Os livros chegam-nos do Planeta Tangerina numa nave espacial, a toda a velocidade, ou então num balão de ar quente, pousando-nos nas mãos – ou no olhar – numa aterragem suave. Ou então não é nada disto. Mas a verdade é que os livros partem do Planeta Tangerina e ganham vida própria, noutros planetas, que são as casas, os olhos, as mãos dos leitores, grandes e pequenos, sonhadores e destemidos, racionais e tímidos, entre leitores compulsivos e curiosos apanhados quase desprevenidos, entre o princípio de uma ideia e o fim de uma página, entre o fechar de um livro e o abrir de outro, de outro e de outro.

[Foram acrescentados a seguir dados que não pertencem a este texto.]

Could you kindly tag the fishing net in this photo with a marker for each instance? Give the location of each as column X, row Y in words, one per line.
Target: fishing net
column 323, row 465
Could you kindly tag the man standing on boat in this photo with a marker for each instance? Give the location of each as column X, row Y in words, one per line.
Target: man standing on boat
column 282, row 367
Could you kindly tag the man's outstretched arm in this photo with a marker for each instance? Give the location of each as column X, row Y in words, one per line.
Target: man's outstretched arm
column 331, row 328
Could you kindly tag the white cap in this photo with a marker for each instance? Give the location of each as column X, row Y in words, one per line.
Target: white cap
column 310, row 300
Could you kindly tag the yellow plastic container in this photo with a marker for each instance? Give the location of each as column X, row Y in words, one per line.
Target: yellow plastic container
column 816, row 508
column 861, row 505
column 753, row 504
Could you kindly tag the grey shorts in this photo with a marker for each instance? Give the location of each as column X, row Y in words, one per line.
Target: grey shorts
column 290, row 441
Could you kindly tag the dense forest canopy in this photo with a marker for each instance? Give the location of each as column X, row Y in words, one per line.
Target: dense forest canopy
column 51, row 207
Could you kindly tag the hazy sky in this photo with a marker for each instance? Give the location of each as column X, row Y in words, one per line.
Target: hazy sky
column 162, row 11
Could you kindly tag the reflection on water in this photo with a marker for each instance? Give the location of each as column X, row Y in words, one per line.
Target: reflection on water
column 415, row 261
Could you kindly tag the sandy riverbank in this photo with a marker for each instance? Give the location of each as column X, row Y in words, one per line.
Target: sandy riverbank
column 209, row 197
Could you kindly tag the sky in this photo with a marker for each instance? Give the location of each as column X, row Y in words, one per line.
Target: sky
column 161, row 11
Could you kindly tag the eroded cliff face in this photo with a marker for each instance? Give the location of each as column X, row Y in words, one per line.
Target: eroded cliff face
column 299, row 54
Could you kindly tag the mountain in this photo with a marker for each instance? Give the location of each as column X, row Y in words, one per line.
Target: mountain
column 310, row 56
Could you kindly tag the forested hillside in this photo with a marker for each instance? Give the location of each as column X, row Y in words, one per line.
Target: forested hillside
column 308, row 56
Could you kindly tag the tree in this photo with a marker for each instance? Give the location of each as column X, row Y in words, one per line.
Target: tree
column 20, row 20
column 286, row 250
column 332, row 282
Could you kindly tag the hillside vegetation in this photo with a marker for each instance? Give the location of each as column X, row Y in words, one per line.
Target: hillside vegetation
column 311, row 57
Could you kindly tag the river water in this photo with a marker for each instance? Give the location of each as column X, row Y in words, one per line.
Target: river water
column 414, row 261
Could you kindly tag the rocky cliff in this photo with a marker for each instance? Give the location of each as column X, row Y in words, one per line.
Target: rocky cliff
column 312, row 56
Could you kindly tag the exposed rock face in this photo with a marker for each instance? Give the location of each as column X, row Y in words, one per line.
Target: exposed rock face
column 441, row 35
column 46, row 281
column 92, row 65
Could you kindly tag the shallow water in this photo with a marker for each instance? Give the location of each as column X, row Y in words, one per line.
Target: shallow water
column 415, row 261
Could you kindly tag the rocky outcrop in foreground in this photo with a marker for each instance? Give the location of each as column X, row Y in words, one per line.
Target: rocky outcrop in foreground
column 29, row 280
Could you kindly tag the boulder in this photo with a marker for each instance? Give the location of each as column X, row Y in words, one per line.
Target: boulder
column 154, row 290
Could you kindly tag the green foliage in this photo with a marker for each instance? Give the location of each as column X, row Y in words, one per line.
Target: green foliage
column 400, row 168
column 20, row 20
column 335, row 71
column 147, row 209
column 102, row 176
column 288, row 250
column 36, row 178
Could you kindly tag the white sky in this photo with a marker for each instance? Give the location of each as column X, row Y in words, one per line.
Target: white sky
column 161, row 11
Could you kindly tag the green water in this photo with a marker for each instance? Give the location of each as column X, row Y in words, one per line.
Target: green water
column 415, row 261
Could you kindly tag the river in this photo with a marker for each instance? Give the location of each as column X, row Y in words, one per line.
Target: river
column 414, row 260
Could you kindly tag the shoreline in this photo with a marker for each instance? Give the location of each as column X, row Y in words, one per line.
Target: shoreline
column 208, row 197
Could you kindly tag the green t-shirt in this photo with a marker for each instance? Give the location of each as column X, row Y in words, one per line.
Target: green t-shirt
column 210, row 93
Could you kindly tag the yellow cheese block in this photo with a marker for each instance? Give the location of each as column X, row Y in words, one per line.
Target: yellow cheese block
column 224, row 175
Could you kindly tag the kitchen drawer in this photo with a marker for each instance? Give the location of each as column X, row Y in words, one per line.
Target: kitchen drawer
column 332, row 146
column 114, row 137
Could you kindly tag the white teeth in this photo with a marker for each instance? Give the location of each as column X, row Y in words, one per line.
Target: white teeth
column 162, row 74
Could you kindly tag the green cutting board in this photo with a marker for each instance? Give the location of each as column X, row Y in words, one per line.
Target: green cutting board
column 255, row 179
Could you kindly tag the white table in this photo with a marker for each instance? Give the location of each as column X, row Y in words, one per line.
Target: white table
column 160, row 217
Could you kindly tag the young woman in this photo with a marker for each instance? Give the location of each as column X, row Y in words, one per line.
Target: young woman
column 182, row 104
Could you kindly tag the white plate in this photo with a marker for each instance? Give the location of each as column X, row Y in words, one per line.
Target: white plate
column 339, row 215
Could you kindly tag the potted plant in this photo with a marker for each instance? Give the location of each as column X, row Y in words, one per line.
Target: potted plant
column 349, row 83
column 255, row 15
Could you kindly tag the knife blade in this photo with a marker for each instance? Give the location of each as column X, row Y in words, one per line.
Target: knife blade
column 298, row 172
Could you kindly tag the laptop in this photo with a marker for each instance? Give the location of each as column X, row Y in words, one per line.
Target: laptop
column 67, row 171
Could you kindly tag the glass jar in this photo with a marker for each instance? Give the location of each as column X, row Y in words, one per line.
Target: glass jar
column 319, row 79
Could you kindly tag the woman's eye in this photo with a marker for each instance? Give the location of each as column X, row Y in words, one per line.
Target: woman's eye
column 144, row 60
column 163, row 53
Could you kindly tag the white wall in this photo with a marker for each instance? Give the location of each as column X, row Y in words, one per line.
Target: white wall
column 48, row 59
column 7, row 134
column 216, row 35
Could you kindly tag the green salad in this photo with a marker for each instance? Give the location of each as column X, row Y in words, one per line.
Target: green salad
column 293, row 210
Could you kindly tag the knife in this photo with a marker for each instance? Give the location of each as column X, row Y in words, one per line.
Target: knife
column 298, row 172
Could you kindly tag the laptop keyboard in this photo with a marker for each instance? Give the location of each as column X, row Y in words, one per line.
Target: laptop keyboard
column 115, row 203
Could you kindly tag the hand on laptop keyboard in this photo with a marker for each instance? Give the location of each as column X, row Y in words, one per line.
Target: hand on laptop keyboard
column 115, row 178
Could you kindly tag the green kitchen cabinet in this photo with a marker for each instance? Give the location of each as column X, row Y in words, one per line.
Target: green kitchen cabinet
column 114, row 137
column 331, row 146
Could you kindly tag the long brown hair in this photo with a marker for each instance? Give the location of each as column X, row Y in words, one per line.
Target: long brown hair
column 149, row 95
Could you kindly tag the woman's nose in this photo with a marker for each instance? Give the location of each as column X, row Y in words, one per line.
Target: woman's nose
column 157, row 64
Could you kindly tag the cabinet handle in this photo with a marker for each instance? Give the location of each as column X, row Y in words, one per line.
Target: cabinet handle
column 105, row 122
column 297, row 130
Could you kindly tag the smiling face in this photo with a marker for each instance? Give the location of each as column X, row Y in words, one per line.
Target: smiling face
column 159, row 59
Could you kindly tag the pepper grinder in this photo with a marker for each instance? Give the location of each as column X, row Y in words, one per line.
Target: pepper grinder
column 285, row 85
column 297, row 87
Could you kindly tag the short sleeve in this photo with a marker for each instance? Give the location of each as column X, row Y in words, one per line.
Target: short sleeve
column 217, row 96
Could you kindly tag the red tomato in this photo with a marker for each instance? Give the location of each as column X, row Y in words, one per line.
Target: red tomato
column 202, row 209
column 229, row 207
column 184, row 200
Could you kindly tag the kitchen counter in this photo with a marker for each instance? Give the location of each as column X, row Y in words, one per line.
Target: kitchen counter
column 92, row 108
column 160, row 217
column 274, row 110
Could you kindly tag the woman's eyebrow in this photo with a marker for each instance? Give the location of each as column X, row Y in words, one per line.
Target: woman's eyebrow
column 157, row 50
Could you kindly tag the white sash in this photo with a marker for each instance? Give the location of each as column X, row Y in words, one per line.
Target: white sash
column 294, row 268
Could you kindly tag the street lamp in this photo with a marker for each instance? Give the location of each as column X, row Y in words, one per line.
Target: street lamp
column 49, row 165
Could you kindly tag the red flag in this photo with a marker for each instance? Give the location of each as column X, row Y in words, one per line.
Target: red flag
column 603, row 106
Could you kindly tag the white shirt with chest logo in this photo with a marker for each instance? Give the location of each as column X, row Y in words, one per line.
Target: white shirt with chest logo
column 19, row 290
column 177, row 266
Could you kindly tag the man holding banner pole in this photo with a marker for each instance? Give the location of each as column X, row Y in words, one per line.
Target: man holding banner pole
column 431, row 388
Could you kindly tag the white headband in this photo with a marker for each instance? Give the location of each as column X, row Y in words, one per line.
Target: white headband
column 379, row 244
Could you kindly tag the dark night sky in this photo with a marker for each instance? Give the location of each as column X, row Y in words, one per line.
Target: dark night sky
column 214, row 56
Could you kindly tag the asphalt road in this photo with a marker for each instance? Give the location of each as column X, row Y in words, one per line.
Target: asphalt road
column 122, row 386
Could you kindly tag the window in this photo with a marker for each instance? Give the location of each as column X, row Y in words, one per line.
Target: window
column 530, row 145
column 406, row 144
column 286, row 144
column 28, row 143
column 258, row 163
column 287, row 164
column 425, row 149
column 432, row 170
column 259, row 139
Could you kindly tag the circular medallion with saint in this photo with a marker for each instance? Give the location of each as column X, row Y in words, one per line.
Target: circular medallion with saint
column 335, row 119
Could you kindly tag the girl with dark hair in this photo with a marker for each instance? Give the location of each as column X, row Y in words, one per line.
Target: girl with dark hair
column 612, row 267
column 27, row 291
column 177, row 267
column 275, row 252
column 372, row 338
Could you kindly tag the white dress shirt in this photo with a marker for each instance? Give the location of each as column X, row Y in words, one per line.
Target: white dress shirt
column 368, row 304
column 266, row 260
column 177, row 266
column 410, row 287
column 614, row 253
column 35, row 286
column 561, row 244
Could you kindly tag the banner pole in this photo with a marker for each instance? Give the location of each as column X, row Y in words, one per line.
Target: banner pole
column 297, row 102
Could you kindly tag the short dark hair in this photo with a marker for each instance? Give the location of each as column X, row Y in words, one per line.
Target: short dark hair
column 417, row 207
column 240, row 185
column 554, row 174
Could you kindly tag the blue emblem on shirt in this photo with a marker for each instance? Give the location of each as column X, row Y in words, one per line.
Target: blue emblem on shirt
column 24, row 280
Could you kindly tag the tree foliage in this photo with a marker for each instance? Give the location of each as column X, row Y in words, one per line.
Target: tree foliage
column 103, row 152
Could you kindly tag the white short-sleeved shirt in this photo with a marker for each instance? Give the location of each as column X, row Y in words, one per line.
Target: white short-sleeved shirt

O Deus Me Livro viajou até ao Planeta Tangerina e esteve à conversa com duas das autoras do projeto, Isabel Minhós Martins e Madalena Matoso, para quem o Planeta Tangerina é «experiência ou experimentação», num percurso diário para fazer diferente, para fazer bem, para fazer melhor.
Os álbuns ilustrados e o tudo (im)possível
Do Planeta Tangerina saem muitos álbuns ilustrados, porque com eles tudo é possível. Quase tudo. Isabel Minhós Martins explica onde começa e acaba esse tudo: «Os álbuns são como uma esponja que pode absorver muito tipo de texto e de imagens. Nesse sentido podemos fazer um álbum com fotografias ou só com desenhos que usem uma linha preta, ou outros que recorram a muitas técnicas diferentes. Nesse sentido são infinitos.» Madalena Matoso entende que «o tudo é possível tem a ver com a nossa liberdade em trabalhar aquele suporte que é o livro. Ou seja, não temos que ter uma história, mas também podemos ter: é um tudo porque, nos livros, é sempre tudo possível.»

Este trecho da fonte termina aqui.